All you have to do is click on the link here on Mondo Ernesto, and you can read “Guerrilla Mural of a Siren's Song” for free. Why should you bother shelling out hard-earned cash for Alien Contact?
I've been pondering this conundrum. Marty Halpern asked me to review the ebook version when I told him I had successfully loaded it into my trusty iPod touch. At first I wasn't sure if it would be considered kosher, but then I realized that most of this book was written by other people, and if I come clean and admit that this is promotion rather than an attempt at “objective” criticism (can a critic ever really be objective?) it should okay, especially if I make it entertaining.
So here I am in my straw hat and striped jacket, waving around a bamboo cane in front of the gaudy, hand-painted facade of this sideshow. Come one, come all! We've got it right here! Some of the best science fiction of the last thirty years, in a convenient package that you can have in both paperback or Kindle formats!
Following Marty's suggestion, I read the e-version, and it turns out to be a great way to read an anthology. I carried it around in my pocket and read it on the run, having some blowmind lunch breaks, making some crazy days better then they might have been.
In his introduction, Marty gives a nod to the Bug-Eyed Monsters of pulp science fiction, and to sci-fi movies. The original Invaders from Mars, and Alien were an influence on him, as they were with me. But Alien Contact isn't all just invasions, space wars, and extraterrestrial menace – though there's plenty of that, too. We get a diverse spread of variations on this theme that cause the mind to reel. We get aliens in many forms and settings, interacting with a variety of humans.
It makes me realize that that when you have humans contacting aliens, the humans are forced to define themselves.
My favorites were:
“The Aliens Who Knew, I Mean, Everything” in which George Alec Effinger (look him up if you haven't heard of him) has fun with the idea of “higher” intelligence.
“Kin” Bruce McAllister's gloomy, but brilliant take on how humans may be treated by a “superior” species.

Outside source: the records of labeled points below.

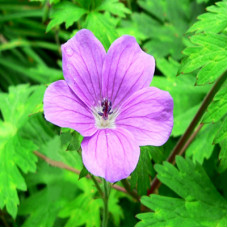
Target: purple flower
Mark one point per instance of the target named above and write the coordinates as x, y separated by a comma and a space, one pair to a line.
106, 98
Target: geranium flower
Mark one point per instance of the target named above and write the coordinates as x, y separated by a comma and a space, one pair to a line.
106, 98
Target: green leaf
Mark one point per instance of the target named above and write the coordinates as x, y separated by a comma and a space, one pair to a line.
43, 206
166, 28
187, 97
222, 132
114, 7
214, 21
140, 176
223, 156
202, 146
65, 12
200, 203
218, 107
84, 172
102, 27
15, 150
206, 52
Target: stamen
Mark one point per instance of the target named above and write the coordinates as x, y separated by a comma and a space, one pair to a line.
104, 115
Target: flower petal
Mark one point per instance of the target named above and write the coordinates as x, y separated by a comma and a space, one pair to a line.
126, 70
110, 153
83, 57
148, 115
64, 109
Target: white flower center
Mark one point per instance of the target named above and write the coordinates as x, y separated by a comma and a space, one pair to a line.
104, 115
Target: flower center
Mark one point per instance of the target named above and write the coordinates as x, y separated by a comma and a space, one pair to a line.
104, 115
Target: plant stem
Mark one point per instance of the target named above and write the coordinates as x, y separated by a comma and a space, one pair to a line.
128, 189
207, 100
186, 138
105, 199
97, 186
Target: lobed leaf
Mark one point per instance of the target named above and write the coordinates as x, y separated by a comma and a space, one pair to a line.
15, 150
65, 12
200, 203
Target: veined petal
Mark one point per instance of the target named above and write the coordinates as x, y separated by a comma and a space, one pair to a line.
110, 153
126, 70
83, 57
64, 109
148, 115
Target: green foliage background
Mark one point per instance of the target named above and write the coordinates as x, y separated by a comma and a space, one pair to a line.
188, 39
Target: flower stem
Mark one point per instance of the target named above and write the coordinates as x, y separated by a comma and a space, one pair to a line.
184, 141
97, 186
105, 199
207, 100
128, 189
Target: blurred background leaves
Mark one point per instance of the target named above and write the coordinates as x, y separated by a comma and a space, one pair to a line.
187, 38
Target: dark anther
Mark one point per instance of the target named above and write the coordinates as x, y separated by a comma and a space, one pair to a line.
106, 108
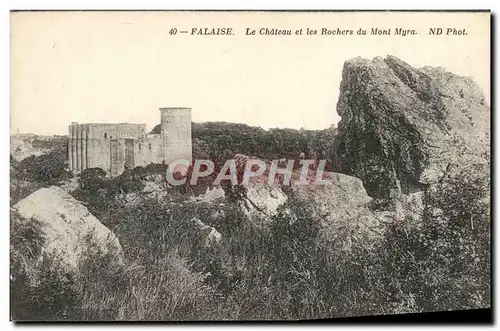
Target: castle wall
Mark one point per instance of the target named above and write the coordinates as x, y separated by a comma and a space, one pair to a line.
176, 132
112, 147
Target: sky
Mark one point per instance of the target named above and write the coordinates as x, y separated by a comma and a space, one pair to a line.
114, 67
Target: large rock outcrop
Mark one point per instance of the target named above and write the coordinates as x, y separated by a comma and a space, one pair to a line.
403, 128
68, 227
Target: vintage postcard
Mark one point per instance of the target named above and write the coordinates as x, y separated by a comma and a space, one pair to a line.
248, 165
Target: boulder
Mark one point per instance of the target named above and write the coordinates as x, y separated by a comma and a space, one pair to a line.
67, 225
403, 127
209, 234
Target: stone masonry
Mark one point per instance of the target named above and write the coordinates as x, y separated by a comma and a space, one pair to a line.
116, 147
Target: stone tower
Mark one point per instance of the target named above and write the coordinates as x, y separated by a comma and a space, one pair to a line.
176, 133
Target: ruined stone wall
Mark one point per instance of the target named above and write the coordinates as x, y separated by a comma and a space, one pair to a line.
176, 132
114, 147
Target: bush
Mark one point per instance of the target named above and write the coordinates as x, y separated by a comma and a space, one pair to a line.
48, 169
92, 179
444, 264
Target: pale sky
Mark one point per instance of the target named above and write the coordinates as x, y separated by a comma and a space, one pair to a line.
112, 67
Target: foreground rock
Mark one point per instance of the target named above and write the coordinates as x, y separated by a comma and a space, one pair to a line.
403, 128
69, 228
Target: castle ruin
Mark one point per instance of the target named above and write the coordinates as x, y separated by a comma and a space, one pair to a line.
117, 147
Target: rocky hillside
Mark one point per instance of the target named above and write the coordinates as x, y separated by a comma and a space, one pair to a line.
403, 128
67, 226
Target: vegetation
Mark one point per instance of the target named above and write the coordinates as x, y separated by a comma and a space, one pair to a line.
219, 141
47, 169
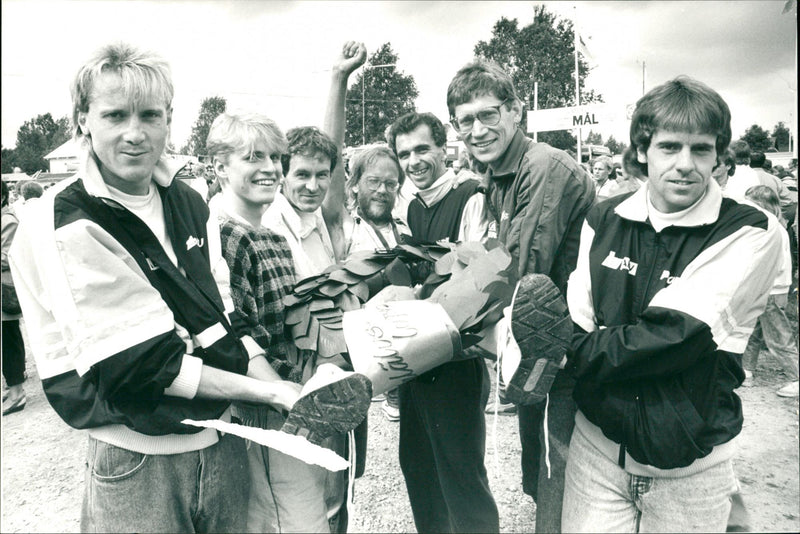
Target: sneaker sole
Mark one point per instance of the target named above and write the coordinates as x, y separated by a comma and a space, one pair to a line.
542, 328
333, 409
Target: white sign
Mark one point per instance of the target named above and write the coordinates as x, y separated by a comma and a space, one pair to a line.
590, 115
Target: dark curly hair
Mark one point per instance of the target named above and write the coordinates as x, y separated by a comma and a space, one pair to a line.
411, 121
680, 105
309, 141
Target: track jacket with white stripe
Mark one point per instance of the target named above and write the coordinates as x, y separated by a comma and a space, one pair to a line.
118, 331
663, 308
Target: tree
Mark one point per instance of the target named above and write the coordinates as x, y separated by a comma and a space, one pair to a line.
35, 139
616, 147
8, 160
543, 52
781, 135
210, 108
388, 94
758, 138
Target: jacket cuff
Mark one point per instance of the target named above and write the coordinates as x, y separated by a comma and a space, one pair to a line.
252, 347
188, 380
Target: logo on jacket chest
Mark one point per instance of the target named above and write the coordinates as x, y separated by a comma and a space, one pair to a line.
194, 242
620, 264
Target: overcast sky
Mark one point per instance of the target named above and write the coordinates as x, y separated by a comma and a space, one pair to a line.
275, 57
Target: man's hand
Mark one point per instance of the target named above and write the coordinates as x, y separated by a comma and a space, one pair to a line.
284, 394
353, 55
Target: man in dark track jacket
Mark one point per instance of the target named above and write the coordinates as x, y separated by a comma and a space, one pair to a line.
669, 284
120, 274
538, 197
442, 424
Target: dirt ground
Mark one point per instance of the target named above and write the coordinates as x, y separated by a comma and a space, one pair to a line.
43, 459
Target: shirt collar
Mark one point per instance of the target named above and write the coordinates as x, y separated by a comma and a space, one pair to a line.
508, 163
164, 172
638, 207
300, 223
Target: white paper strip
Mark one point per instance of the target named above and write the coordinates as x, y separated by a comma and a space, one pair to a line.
291, 445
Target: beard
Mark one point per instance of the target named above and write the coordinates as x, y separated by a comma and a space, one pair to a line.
378, 213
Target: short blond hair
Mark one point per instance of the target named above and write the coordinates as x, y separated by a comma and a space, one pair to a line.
143, 74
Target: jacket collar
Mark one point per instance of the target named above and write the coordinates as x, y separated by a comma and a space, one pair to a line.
638, 207
163, 174
438, 189
508, 163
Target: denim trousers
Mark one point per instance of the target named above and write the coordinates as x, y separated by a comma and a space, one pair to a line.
197, 491
773, 330
600, 496
547, 486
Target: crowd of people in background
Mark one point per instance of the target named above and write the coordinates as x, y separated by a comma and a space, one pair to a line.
148, 299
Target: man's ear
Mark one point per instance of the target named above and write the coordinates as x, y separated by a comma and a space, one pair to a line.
82, 123
641, 155
516, 111
221, 170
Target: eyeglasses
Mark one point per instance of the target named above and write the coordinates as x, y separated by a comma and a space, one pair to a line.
373, 184
489, 117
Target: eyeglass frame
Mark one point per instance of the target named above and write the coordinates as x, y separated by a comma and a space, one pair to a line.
454, 120
394, 189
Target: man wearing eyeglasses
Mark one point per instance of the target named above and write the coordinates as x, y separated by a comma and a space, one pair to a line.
442, 423
538, 197
375, 179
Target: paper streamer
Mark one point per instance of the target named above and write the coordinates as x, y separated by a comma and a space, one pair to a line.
291, 445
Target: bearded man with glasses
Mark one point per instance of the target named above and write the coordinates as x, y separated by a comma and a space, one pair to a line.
538, 197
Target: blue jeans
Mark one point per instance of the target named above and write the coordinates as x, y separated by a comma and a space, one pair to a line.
774, 331
600, 496
198, 491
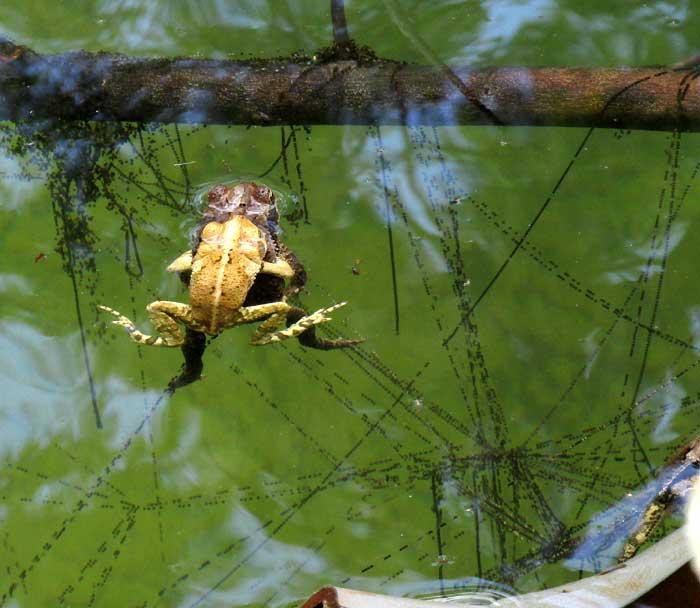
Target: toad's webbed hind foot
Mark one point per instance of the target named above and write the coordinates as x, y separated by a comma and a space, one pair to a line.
303, 326
171, 334
309, 338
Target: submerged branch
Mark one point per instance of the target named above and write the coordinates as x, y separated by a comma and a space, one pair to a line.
327, 90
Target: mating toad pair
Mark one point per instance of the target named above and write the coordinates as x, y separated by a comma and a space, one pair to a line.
236, 272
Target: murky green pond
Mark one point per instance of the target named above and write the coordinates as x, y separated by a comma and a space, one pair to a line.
446, 452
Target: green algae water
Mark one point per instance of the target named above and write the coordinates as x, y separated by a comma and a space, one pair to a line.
478, 438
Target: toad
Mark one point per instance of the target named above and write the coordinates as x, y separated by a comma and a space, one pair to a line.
236, 273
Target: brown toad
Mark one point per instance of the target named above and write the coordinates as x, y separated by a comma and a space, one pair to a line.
236, 245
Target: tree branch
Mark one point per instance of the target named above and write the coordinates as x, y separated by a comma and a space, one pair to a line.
361, 90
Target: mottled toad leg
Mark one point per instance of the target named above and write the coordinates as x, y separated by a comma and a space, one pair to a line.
298, 327
182, 263
279, 268
165, 316
309, 338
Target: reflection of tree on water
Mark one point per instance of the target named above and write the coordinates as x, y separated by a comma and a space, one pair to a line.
494, 495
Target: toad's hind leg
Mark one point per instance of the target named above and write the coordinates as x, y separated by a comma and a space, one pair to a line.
298, 327
164, 316
309, 338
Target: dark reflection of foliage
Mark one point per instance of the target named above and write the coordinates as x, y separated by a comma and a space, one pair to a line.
513, 484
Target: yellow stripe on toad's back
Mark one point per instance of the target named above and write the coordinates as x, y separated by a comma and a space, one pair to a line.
230, 239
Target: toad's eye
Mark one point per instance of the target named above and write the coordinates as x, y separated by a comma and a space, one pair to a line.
216, 193
264, 193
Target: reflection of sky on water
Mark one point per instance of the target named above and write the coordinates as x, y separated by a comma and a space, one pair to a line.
45, 393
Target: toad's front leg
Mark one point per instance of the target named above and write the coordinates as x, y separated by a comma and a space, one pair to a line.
165, 317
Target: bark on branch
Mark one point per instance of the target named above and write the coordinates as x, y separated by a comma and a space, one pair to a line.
361, 90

“Sunday Night Yams at Minnie and Earls'” is the kind of story I always hoped for when reading science fiction – Adam-Troy Castro turns conventional ideas about space travel and aliens inside out, and reminds us that when looking at the unknown, we should expect the unexpected.
“Exo-Skeleton Town” is an extremely original tale in which Jeffery Ford performs daring feats of the imagination on how humans interact with aliens, but also how technology will change the way we interact with each other; it refers to old movies.
“Lambing Season” has Molly Gloss' New-Mexico-sheepherding-heroine's skill with living among other species come in handy when she meets an extraterrestrial.
And if any or all of these stories cause you to lust for more about where they came from, there's a lot of background information available, online at More Red Ink and SF Signal.
I agree with Keith Brooke in his review in The Guardian that Alien Contact is “an excellent snapshot of modern SF.” It would be a great gift idea for those just starting out with the genre, and for those of us who remember a lot of the stories from when they first appeared in magazines.
You're probably going to want to read it yourself, too.